The Boston Finance Commission (FinComm) investigation into the funding of the Boston Public Schools’ (BPS) controversial plan to move various schools has hit a patch of turbulence. BPS failed to provide key data, according to FinComm, and BPS told the Gazette it never had the information in the first place.
FinComm is investigating the BPS’s plan to renovate and move several schools, including Mission Hill K-8 and New Mission High. Those two schools would move to Jamaica Plain while Fenway High School would replace them at the their old residence at 67 Alleghany St.
FinComm Director Matt Cahill said he requested, but did not receive, additional financial data concerning the BPS’s now-defunct plan to move Boston Latin Academy to the old Hyde Park High School. Superintendent Carol Johnson announced that plan last July, but dropped it in October after opposition from Latin Academy students, parents and teachers.

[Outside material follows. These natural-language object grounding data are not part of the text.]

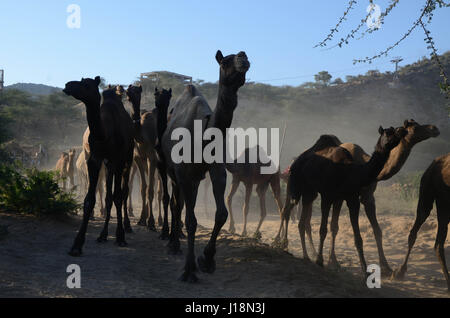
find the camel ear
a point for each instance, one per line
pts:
(219, 56)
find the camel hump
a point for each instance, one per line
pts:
(326, 141)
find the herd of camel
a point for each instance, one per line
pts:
(117, 143)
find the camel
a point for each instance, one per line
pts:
(332, 172)
(415, 133)
(434, 187)
(111, 140)
(145, 155)
(65, 167)
(186, 176)
(250, 174)
(83, 176)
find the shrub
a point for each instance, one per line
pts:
(30, 191)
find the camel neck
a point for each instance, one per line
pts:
(94, 122)
(223, 113)
(396, 160)
(374, 166)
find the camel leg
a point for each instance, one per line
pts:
(109, 200)
(443, 219)
(306, 211)
(125, 191)
(308, 225)
(353, 206)
(144, 212)
(245, 208)
(162, 171)
(261, 191)
(424, 207)
(337, 205)
(89, 204)
(100, 189)
(325, 207)
(150, 194)
(130, 187)
(218, 176)
(176, 205)
(233, 188)
(118, 202)
(189, 189)
(369, 206)
(159, 195)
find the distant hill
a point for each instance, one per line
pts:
(34, 89)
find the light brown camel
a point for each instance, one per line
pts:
(332, 172)
(250, 174)
(111, 140)
(415, 133)
(83, 176)
(65, 168)
(192, 108)
(434, 187)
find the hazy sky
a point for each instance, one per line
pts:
(120, 39)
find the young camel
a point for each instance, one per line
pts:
(434, 187)
(250, 174)
(191, 109)
(332, 172)
(415, 133)
(111, 141)
(145, 153)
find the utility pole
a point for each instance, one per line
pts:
(395, 61)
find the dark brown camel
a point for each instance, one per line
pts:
(111, 141)
(397, 158)
(191, 106)
(332, 172)
(434, 187)
(250, 174)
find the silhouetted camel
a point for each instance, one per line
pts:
(250, 174)
(111, 140)
(332, 172)
(186, 176)
(397, 157)
(434, 187)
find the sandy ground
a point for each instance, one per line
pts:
(33, 261)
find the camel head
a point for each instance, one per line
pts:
(417, 133)
(85, 90)
(72, 153)
(389, 138)
(232, 69)
(134, 94)
(162, 98)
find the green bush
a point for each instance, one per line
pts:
(30, 191)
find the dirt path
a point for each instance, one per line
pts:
(33, 262)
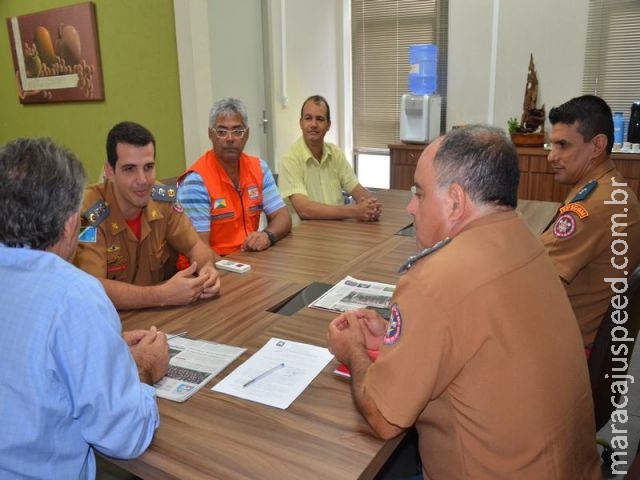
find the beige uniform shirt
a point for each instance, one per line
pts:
(117, 254)
(484, 355)
(579, 241)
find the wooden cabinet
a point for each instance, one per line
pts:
(403, 158)
(537, 179)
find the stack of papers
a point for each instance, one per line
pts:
(192, 363)
(276, 374)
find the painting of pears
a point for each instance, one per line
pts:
(56, 55)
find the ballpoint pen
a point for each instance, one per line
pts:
(263, 374)
(175, 335)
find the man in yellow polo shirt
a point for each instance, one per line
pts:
(314, 174)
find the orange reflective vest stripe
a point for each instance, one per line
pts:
(235, 213)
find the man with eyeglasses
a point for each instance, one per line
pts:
(225, 192)
(314, 173)
(135, 229)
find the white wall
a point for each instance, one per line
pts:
(553, 31)
(489, 46)
(312, 57)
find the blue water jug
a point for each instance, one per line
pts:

“They don’t seem to have it. I find it hard to believe,” Cahill said about the school department lacking the financials.
BPS spokesperson Matt Wilder said that the superintendent’s proposal was exactly that, a proposal, so it had no financial information. It was meant to gauge the community’s response, he said.

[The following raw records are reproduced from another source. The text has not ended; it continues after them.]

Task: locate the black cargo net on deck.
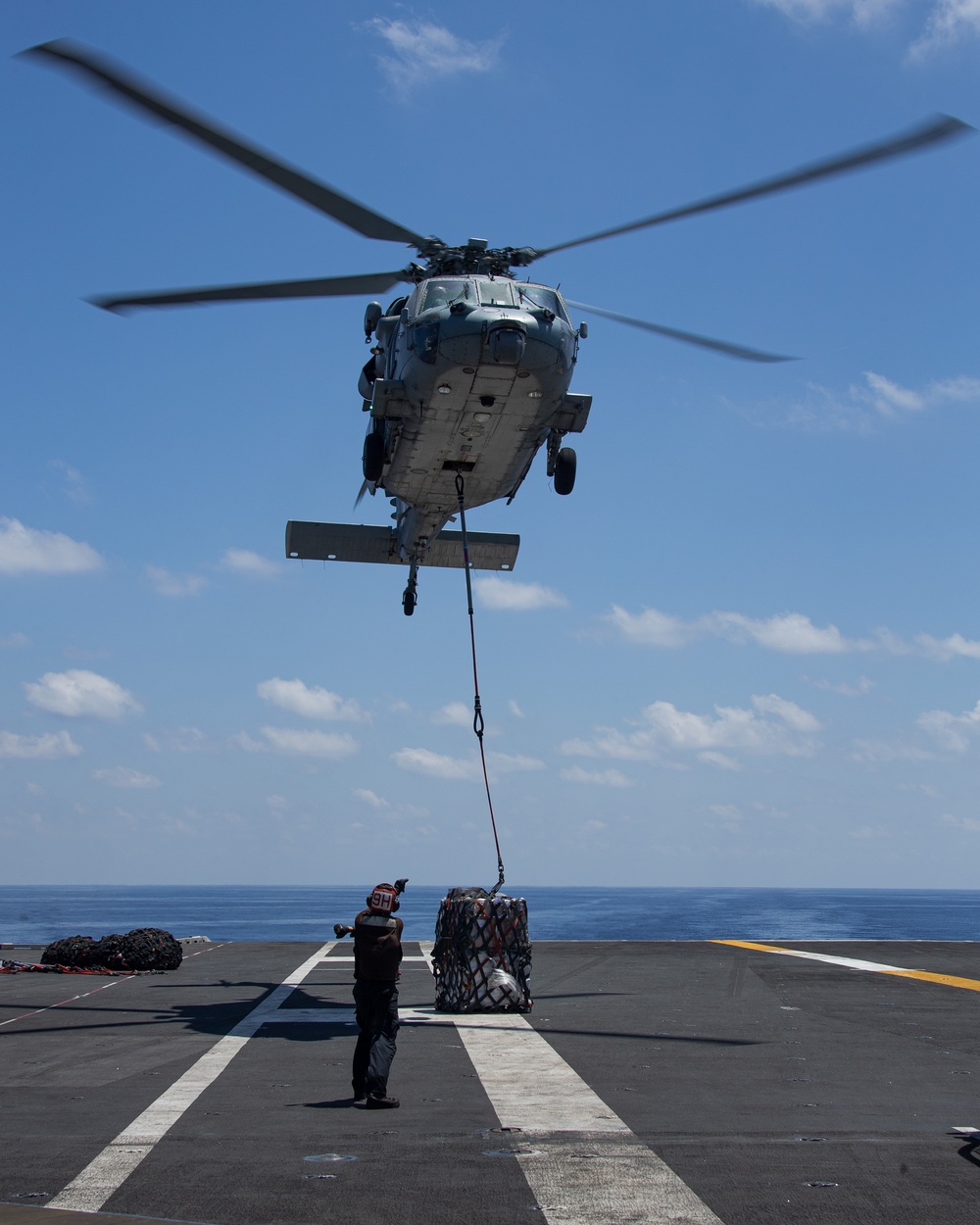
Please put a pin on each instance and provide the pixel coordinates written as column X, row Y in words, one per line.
column 481, row 955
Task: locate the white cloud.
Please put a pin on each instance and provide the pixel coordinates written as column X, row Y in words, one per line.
column 509, row 763
column 332, row 745
column 947, row 648
column 76, row 488
column 862, row 13
column 78, row 692
column 790, row 633
column 251, row 564
column 167, row 583
column 370, row 798
column 876, row 751
column 951, row 731
column 47, row 748
column 655, row 628
column 862, row 408
column 662, row 730
column 949, row 23
column 862, row 687
column 35, row 552
column 513, row 597
column 424, row 760
column 123, row 777
column 599, row 777
column 182, row 740
column 422, row 52
column 970, row 823
column 312, row 704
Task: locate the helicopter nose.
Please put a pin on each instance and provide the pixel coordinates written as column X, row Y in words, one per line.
column 506, row 346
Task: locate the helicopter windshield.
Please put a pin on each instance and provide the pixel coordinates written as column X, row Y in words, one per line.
column 444, row 293
column 543, row 298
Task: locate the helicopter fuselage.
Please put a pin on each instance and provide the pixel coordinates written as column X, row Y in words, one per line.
column 470, row 375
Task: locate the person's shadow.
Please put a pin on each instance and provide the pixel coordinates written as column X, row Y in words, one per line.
column 969, row 1151
column 336, row 1103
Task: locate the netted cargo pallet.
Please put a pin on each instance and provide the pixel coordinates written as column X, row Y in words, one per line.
column 143, row 949
column 481, row 955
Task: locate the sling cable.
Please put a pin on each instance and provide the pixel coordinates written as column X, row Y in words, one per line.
column 478, row 725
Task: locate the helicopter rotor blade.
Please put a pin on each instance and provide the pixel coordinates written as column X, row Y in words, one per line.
column 318, row 287
column 702, row 342
column 942, row 127
column 148, row 99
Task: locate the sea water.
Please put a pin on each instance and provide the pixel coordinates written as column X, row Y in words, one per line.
column 39, row 914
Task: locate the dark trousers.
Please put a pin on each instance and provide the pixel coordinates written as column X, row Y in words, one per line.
column 376, row 1009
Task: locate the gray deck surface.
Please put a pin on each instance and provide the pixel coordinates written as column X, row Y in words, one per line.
column 721, row 1059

“Without the support from the community, there was no need for a thorough financial analysis,” said Wilder. “Had the support been there, we would have done the analysis.”
He also said the current BPS plan is different from the Latin Academy-to-Hyde Park proposal and should be viewed as such.
Cahill said he is going to become more aggressive with the matter. And if BPS can’t find the information, he said, he plans to go to the Mayor’s Office.